Build a reinforcement learning environment using Unity ML-Agents

An introductory tutorial on how to build a physics-based 3D volleyball environment for reinforcement learning.

Joy Zhang
Coder One
7 min readSep 2, 2021

--

This article is part 2 of the series ‘A hands-on introduction to deep reinforcement learning using Unity ML-Agents’. It’s also suitable for anyone new to Unity interested in using ML-Agents for their own reinforcement learning project.

Sections

Part 1: Getting started with Unity ML-Agents
Part 2: Building a volleyball reinforcement learning environment (this post)
Part 3: Design reinforcement learning agents using Unity ML-Agents
Part 4: Training an agent using PPO
Part 5:
Training agents using Self-Play

Recap and overview

In my previous post, I went over how to set up ML-Agents and train an agent.

In this article, I’ll walk through how to build a 3D physics-based volleyball environment in Unity. We’ll use this environment later to train agents that can successfully play volleyball using deep reinforcement learning.

Setting up the court

  1. Download or clone the starter project from this repo.
  2. Open Unity Hub and go to Projects > Add.
  3. Select the ‘ultimate-volleyball-starter’ project folder. You might see some warning messages in the Console but they are safe to ignore for now.
  4. From the Project tab in Unity, navigate to Assets > Scenes.
  5. Load the Volleyball.unity scene.
  6. In the Project tab go to Assets > Prefabs and drag the VolleyballArea.prefab object into the scene.
  7. Save the project.

If you click Play ▶️ above the Scene viewer you’ll notice some weird things happening because we haven’t added any physics or logic to define how the game objects should interact yet. We’ll do that in the next section.

Setting up the environment

⚠ Before we start, open the VolleyballArea prefab (Project panel > Assets > Prefabs). We’ll make our edits to the base prefab, so that they are reflected in all instances of this prefab.
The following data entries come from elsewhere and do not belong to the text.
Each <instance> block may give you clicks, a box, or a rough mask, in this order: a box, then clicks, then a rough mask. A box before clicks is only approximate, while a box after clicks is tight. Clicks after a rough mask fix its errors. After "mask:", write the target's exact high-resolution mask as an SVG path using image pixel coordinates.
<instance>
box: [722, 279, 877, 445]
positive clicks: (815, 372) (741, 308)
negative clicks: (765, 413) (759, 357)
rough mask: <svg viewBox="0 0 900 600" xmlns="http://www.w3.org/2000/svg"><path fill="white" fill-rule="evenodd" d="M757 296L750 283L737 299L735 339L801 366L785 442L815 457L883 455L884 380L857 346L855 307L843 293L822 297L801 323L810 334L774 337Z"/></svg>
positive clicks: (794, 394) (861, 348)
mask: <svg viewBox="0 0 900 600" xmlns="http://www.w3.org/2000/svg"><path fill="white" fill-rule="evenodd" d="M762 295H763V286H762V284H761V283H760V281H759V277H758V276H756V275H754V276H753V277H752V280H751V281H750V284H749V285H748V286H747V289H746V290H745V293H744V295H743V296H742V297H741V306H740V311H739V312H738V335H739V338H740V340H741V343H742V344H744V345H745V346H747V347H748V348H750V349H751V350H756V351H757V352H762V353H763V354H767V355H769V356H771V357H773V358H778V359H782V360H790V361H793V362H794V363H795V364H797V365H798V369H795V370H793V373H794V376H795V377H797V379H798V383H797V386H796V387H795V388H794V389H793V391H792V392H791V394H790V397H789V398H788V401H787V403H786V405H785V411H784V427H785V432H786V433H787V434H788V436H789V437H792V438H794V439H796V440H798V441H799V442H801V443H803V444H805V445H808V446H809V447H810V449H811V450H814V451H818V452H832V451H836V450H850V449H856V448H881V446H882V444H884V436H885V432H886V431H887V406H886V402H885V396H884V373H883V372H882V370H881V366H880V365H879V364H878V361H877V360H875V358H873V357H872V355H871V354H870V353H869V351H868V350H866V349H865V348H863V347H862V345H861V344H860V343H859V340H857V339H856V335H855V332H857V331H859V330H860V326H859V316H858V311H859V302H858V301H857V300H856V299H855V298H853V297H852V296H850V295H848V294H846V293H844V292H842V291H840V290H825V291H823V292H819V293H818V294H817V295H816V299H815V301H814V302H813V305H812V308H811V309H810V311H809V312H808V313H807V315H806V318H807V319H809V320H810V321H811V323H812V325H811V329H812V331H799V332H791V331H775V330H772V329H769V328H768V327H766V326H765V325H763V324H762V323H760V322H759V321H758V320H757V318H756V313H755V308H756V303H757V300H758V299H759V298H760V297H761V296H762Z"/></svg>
This will come in handy later when we duplicate our environment multiple times for parallel training.

Volleyball

Make our volleyball subject to Unity’s physics engine:

  1. In the Hierarchy panel, expand the VolleyballArea object and select the Volleyball.
  2. From the Inspector panel, set the tag to ball.
  3. Click Add Component > RigidBody.
  4. Set mass = 3, drag = 1 and angular drag = 1. Feel free to play around with default values. A heavier ball will make the environment ‘harder’.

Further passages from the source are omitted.